Energieeffizienz bei Bitburger: Wie der Wärmespeicher das Kesselhaus entlastet

Im Projekt ISSDEMO wird bei der Bitburger Braugruppe ein Hochtemperatur-Wärmespeicher auf Basis einer speziellen Metalllegierung getestet, der Prozessdampf aus erneuerbaren Energien effizient bereitstellen soll.

Wärmespeicher

Forschende von Fraunhofer UMSICHT mit einem Latentwärmespeicher aus Metalllegierung, dessen Demonstrationsanlage bei der Bitburger Brauerei installiert wird.

Foto: Fraunhofer UMSICHT

Der Hochtemperatur-Wärmespeicher  soll in der Industrie helfen, Prozessdampf aus erneuerbaren Energien bereitzustellen. Eine Testanlage wird bei der Bitburger Braugruppe aufgebaut. Das Projekt wird durch den Clean Energy Transition Partnership Joint Call 2022 gefördert und von der EU mitfinanziert. ISSDEMO steht für „Industrial process Steam Supply – DEMOnstration of an ultradynamic thermal energy storage“.

Für das Projekt wird ein neuer Hochtemperatur-Latentwärmespeicher entwickelt, der auf einem Phasenwechselmaterial (PCM) basiert. In diesem Fall handelt es sich um eine spezielle Metalllegierung, die zwischen festem und flüssigem Zustand wechselt. Der Speicher kann Wärme zwischen 250°C und 500°C liefern und damit Dampf erzeugen.

Der Speicher soll flexibel und schnell auf den Bedarf reagieren, um Prozessdampf effizient zu erzeugen. Im Projekt wird er auf eine Kapazität von 1 MWh erweitert.
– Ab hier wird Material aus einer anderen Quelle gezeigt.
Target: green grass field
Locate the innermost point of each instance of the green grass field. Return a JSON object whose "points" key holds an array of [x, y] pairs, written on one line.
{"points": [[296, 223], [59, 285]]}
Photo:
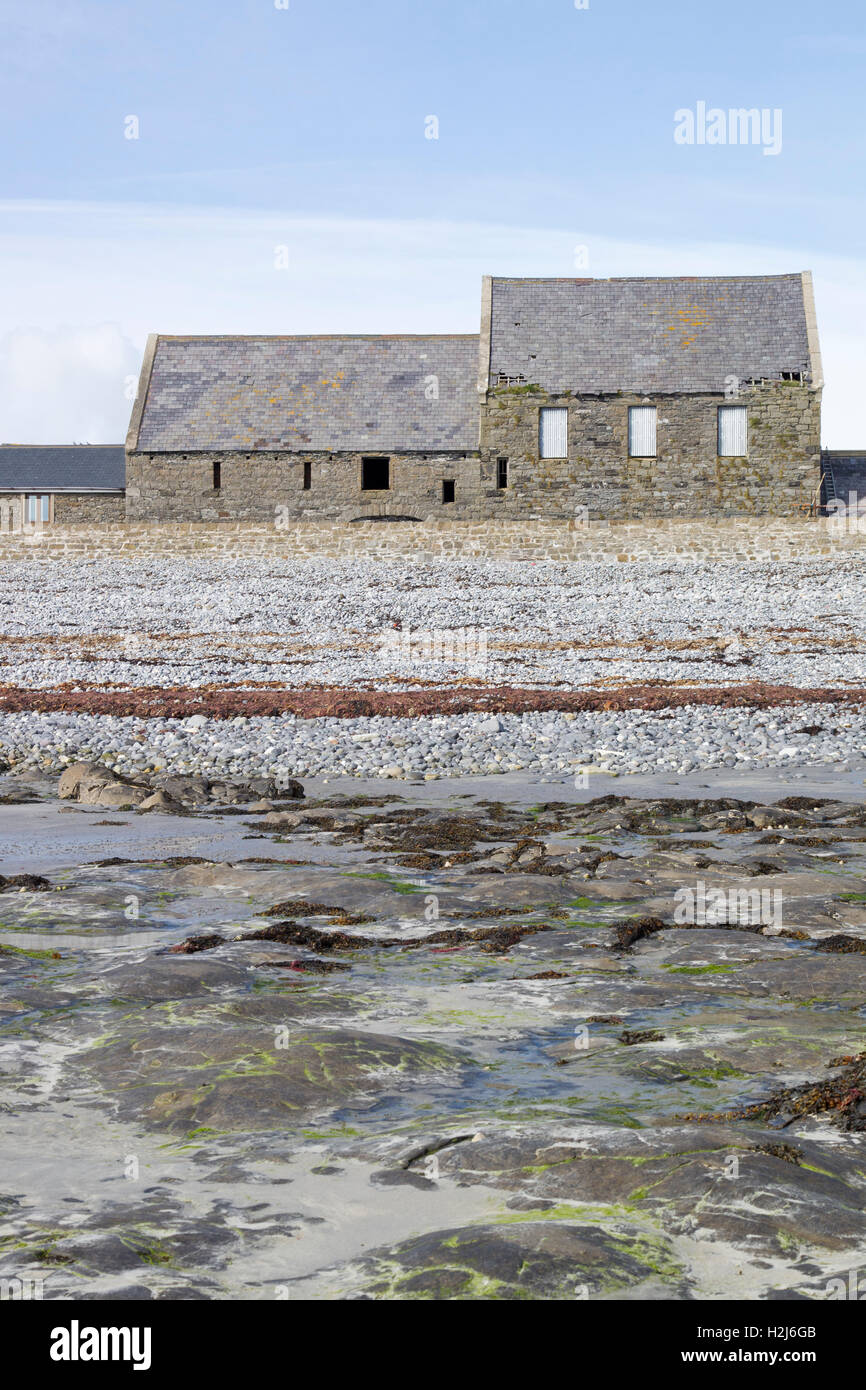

Hochtemperatur-Wärmespeicher für die Dekarbonisierung der Brauerei

„Das Thema Energiespeicherung ist bei uns in der Bitburger Brauerei nicht neu. Seit vielen Jahren betreiben wir erfolgreich Dampf- und Warmwasserspeicher. Ebenso nehmen wir am Regelenergiemarkt teil, was wir weiter intensivieren wollen. Dafür soll der phasenweise zu erwartende Überschussstrom aus den eigenen regenerativen Energien oder dem Netz im geplanten Latent-Wärmespeicher gepuffert und bei Bedarf als Prozessdampf abgegeben werden“, erklärt Christian Prechtl, leitender Projektingenieur Anlagenplanung bei der Bitburger Braugruppe in einer Pressemitteilung. „Die Batch-Fahrweise im Braubetrieb führt zu teilweisen Spitzen im Dampfverbrauch, die durch einen schnell reagierenden Latent-Wärmespeicher neben dem vorhandenen Dampfspeicher geglättet werden können. Damit entlasten wir vor allem unser Kesselhaus. Für uns ist der Hochtemperatur-Wärmespeicher daher ein weiterer innovativer Ansatz zur Dekarbonisierung der Brauerei“.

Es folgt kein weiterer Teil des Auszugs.